Alfonso Medina âgé de 31 ans est fondateur du T38 Studio, un cabinet d’architecture basé dans la ville de New York, aux Etats-Unis. La firme trouve des sites, conçoit des projets, les construit et les vend. Un processus assez simple, non ?
Selon Alfonso Medina, la branche « architecture » de son entreprise ne travaille que pour sa branche « développement immobilier ». « Nous n’avons pas d’autres clients. Ce n’était pas une question de choix de bâtir l’entreprise de cette manière, c’est juste comme ça qu’elle a commencé”, dit-il. [6]
« Quand je suis allé faire mon premier cycle universitaire à Monterrey au Mexique, j’ai eu l’opportunité de construire quelques maisons à Tijuana, alors j’ai pris une année sabbatique de l’école et m’y suis installé. Ma mère était propriétaire de la parcelle pour la première maison que j’ai construit, donc nous avions déjà un client. C’est comme ça que j’ai appris. Tant que la maison ne tombait pas, j’étais satisfait. »
La carrière d’Alfonso Medina en tant qu’architecte-développeur a commencé depuis ses années d’études et compte tenu de la variété et la taille des projets sur lesquels il a travaillé, les jeunes architectes africains peuvent s’assurer qu’une grande injection financière n’est pas une condition préalable pour y parvenir. Tout lion fut un lionceau dans son passé.
Il a personnellement une histoire d’amour avec Tijuana, la ville mexicaine où il a grandi, où il travaille maintenant pour aider dans la transformation du logement. T38 Studio travaille sur les moyens d’améliorer la qualité et l’économie des logements sociaux ou habitations à loyer modéré. “Nous avons déjà développé plus de 40 maisons à Tijuana, notamment des maisons à famille unique, des unités multifamiliales, et des villas.”
Le parcours professionnel d’Alphonso Medina est une source d’inspiration pour les jeunes architectes africains car il s’est vu au milieu d’une crise du logement dans sa société et y est profondément impliqué dans la formulation des solutions adéquates. La nouvelle mission de son cabinet est d’éduquer les masses sur l’importance d’un bon design et une bonne architecture sans nécessairement casser la banque. « Nous nous sentons octroyé l’opportunité de concevoir une architecture humaine et authentique pour ceux qui ne sont pas familiers avec cet art, les gens qui auraient acheté n’importe quelle maison.
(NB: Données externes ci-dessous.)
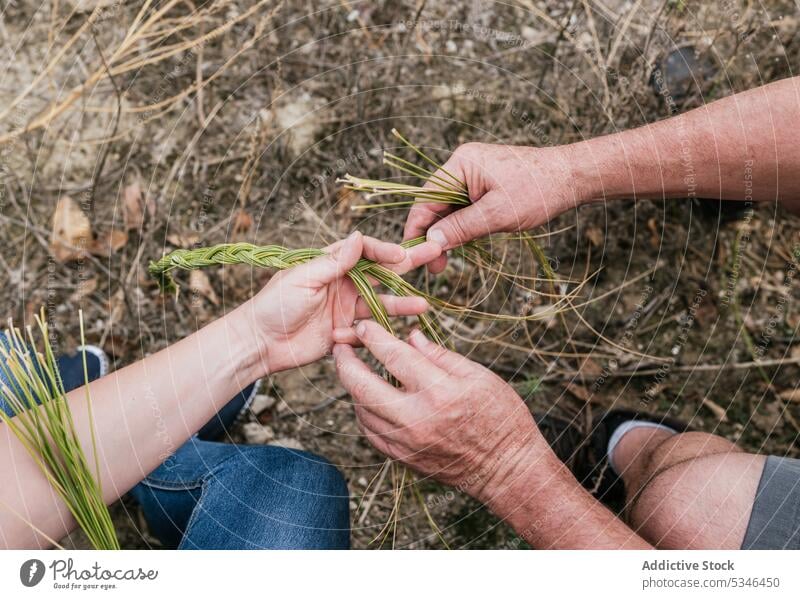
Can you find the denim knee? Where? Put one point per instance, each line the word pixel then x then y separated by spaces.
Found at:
pixel 271 497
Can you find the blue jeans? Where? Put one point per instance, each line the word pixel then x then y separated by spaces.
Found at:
pixel 219 496
pixel 212 495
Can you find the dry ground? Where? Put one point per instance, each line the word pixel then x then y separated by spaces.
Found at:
pixel 298 93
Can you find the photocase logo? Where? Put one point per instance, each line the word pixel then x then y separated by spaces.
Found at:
pixel 31 572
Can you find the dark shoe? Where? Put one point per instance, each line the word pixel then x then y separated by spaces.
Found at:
pixel 71 367
pixel 585 455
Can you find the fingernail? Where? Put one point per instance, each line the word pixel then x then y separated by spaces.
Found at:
pixel 437 237
pixel 419 336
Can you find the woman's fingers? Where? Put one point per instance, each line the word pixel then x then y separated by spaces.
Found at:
pixel 395 306
pixel 331 266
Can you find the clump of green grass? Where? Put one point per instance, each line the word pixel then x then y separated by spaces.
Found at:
pixel 42 421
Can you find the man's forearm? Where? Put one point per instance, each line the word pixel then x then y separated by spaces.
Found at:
pixel 547 507
pixel 743 147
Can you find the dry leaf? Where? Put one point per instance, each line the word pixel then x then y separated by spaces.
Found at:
pixel 655 240
pixel 135 206
pixel 182 240
pixel 790 395
pixel 595 236
pixel 590 368
pixel 242 221
pixel 579 391
pixel 200 284
pixel 72 231
pixel 85 287
pixel 345 198
pixel 716 409
pixel 108 242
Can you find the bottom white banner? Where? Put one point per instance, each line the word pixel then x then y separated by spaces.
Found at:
pixel 391 574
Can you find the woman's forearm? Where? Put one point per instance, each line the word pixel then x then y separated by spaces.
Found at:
pixel 743 147
pixel 143 413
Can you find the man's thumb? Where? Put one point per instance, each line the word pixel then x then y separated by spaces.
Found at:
pixel 460 227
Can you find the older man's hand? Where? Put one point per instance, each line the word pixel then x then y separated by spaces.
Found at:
pixel 453 419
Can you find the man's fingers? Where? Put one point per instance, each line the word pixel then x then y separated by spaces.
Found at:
pixel 447 360
pixel 438 264
pixel 326 269
pixel 383 251
pixel 370 391
pixel 463 225
pixel 346 335
pixel 395 306
pixel 407 364
pixel 361 382
pixel 416 256
pixel 421 216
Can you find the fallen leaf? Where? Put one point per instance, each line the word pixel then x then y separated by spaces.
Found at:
pixel 85 287
pixel 595 236
pixel 790 395
pixel 108 242
pixel 71 233
pixel 590 368
pixel 242 221
pixel 200 284
pixel 655 239
pixel 579 391
pixel 716 409
pixel 182 240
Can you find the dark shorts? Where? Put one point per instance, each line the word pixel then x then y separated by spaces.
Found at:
pixel 775 519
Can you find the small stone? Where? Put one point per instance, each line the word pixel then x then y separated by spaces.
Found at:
pixel 288 443
pixel 257 434
pixel 261 403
Ils commencent vraiment à comprendre comment apprécier une bonne architecture. »
Ceci permet non seulement de croître l’investissement des potentiels acheteurs en leur garantissant, la qualité et la longévité, mais positionne les architectes comme le «passage obligé», comme mentionné plus haut.
En vérité, en vérité je vous le dit, les pionniers mentionnés ci-dessus opèrent dans des pays où les agencements sont en place pour supporter leurs efforts dans ce cocktail architecture / développement immobilier pendant qu’en Afrique nous luttons encore pour avoir des structures organisationnelles définies pour que notre profession s’épanouisse comme il se doit. C’est aussi vrai que les deux exemples mentionnés ici, parmi tant d’autres, ne pouvaient réussir que dans les sociétés où le pouvoir d’achat des populations s’élève à un niveau acceptable. C’est également vrai que les écoles qui les ont formés les ont équipés avec des outils nécessaires pour se lancer confortablement dans cette lignée et certainement que le vent dans leurs régions respectives soufflaient favorablement dans leur direction mais cela n’empêche qu’il y a eu des individus déterminés qui ont décidé de réorienter leurs pratiques architecturales.
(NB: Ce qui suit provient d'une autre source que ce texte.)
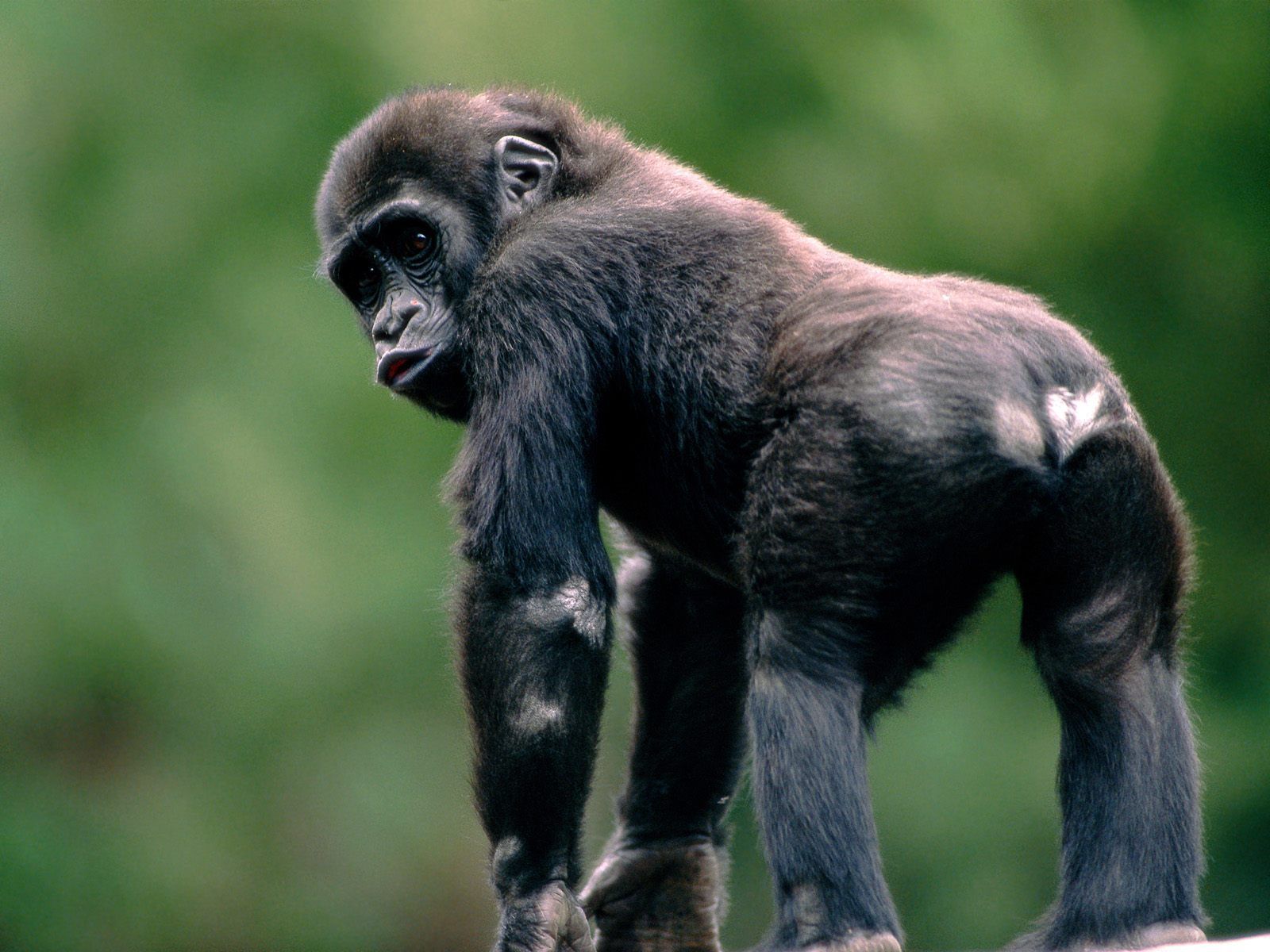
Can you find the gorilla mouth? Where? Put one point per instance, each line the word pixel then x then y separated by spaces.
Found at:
pixel 398 368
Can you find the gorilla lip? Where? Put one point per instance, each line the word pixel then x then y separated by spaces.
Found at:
pixel 397 368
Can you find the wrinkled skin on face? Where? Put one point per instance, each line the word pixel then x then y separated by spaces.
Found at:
pixel 403 244
pixel 391 267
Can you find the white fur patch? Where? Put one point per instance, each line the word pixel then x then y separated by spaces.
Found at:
pixel 572 600
pixel 539 715
pixel 1075 416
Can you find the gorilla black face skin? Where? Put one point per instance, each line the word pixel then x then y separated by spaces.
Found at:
pixel 821 466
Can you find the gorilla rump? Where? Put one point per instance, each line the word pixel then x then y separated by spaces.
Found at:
pixel 821 465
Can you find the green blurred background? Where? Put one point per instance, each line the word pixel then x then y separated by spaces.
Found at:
pixel 228 708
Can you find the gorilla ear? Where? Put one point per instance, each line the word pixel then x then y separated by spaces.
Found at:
pixel 524 169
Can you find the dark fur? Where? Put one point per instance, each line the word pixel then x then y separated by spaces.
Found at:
pixel 825 465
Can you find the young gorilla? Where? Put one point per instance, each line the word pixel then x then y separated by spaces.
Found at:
pixel 823 465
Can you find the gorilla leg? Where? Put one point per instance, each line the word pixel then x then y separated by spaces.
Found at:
pixel 1102 609
pixel 660 885
pixel 812 791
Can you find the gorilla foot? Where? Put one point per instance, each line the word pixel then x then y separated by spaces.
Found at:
pixel 657 898
pixel 1146 937
pixel 550 920
pixel 868 942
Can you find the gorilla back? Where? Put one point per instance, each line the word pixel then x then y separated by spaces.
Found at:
pixel 821 465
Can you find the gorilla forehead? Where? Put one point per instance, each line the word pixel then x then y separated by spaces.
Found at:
pixel 440 137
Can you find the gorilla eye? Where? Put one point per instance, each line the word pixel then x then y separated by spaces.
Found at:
pixel 414 243
pixel 361 279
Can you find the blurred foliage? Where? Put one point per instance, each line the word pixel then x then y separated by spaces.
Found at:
pixel 228 712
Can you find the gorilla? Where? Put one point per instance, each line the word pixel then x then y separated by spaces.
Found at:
pixel 821 466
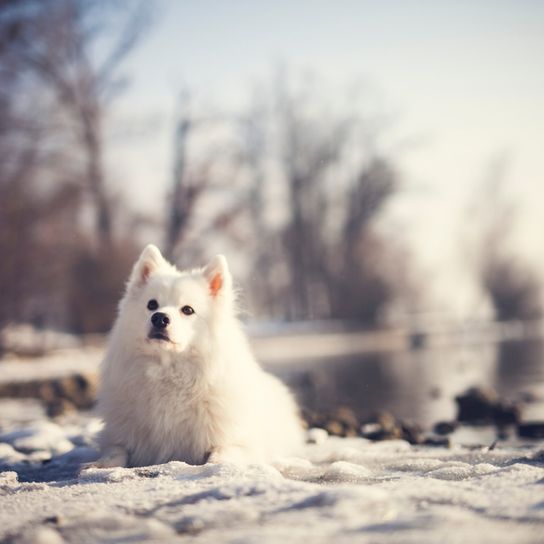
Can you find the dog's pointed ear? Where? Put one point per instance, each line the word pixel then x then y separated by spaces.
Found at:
pixel 218 276
pixel 148 263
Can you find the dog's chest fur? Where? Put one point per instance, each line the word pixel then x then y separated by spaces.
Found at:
pixel 179 413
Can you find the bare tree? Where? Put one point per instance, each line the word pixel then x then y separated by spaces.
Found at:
pixel 53 46
pixel 326 258
pixel 55 93
pixel 512 286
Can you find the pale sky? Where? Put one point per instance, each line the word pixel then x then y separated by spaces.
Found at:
pixel 464 81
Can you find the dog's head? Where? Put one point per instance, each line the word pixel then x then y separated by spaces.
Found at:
pixel 165 309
Nous, architectes africains, avons un poids considérable dans l’équilibre du pouvoir pour ce qui concerne l’environnement bâti. C’est notre obligation commune d’intensifier et de définir ou voir même créer des paramètres qui permettront l’épanouissement de notre profession, en tant que membres de la société et comme un «passage obligé».
Au-delà de nos manœuvres pour influencer les décisions de nos gouvernements nationaux, les institutions financières et la population en général, l’architecte-développeur aura besoin d’une boîte à outil bourrée de connaissances variées pour l’équiper dans cette nouvelle direction.
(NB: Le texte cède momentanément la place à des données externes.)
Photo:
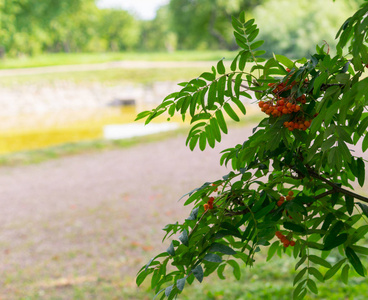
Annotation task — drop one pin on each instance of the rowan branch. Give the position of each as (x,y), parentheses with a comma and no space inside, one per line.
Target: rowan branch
(336,188)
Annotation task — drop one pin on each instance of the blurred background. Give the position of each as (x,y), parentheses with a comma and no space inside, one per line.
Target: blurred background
(73,76)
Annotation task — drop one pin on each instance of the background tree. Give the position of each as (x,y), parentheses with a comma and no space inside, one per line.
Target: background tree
(287,29)
(291,184)
(205,23)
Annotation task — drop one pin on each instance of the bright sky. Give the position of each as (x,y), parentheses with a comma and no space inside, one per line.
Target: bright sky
(145,9)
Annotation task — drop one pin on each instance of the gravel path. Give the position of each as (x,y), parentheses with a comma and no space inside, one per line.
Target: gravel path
(92,216)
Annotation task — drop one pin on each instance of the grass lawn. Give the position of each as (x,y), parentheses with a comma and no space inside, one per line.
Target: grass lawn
(56,59)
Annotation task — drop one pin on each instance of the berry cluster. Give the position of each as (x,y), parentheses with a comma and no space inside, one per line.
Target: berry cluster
(281,107)
(282,199)
(298,123)
(286,105)
(209,204)
(284,240)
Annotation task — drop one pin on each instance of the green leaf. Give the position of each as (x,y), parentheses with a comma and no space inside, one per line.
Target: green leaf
(331,272)
(217,247)
(365,143)
(312,286)
(213,258)
(300,262)
(345,274)
(142,276)
(253,35)
(300,275)
(208,76)
(361,172)
(360,249)
(239,104)
(221,121)
(168,290)
(285,61)
(236,268)
(256,45)
(332,234)
(171,250)
(198,273)
(345,151)
(364,208)
(202,140)
(319,261)
(272,250)
(231,112)
(294,227)
(355,261)
(300,290)
(221,67)
(317,274)
(183,237)
(220,272)
(181,283)
(337,241)
(212,95)
(349,204)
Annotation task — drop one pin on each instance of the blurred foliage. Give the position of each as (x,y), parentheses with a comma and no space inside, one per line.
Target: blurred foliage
(31,27)
(293,28)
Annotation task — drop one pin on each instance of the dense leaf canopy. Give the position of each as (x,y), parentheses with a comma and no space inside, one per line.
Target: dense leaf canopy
(291,187)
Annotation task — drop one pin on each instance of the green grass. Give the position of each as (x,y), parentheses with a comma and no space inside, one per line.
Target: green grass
(265,281)
(109,77)
(40,155)
(56,59)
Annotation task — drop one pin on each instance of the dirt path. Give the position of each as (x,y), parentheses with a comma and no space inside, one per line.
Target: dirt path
(95,216)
C’est très important de ne plus s’appuyer seulement sur une formation en architecture. Il nous faut une compréhension approfondie du marché de l’immobilier car c’est une industrie à part entière, une appréciation l’économie de la construction et un certain attachement à la psychologie sociale.
Jonathan Segal offre des cours pour faciliter la transition de l’architecture au développement immobilier [7]. Plusieurs écoles offrent des diplômes ou certificats dans le développement, la gestion, le financement immobilier et d’autres dans l’économie de la construction. De nombreux établissements offrent des formations courtes à longue distance ou en ligne que tout le monde peut suivre de n’importe où.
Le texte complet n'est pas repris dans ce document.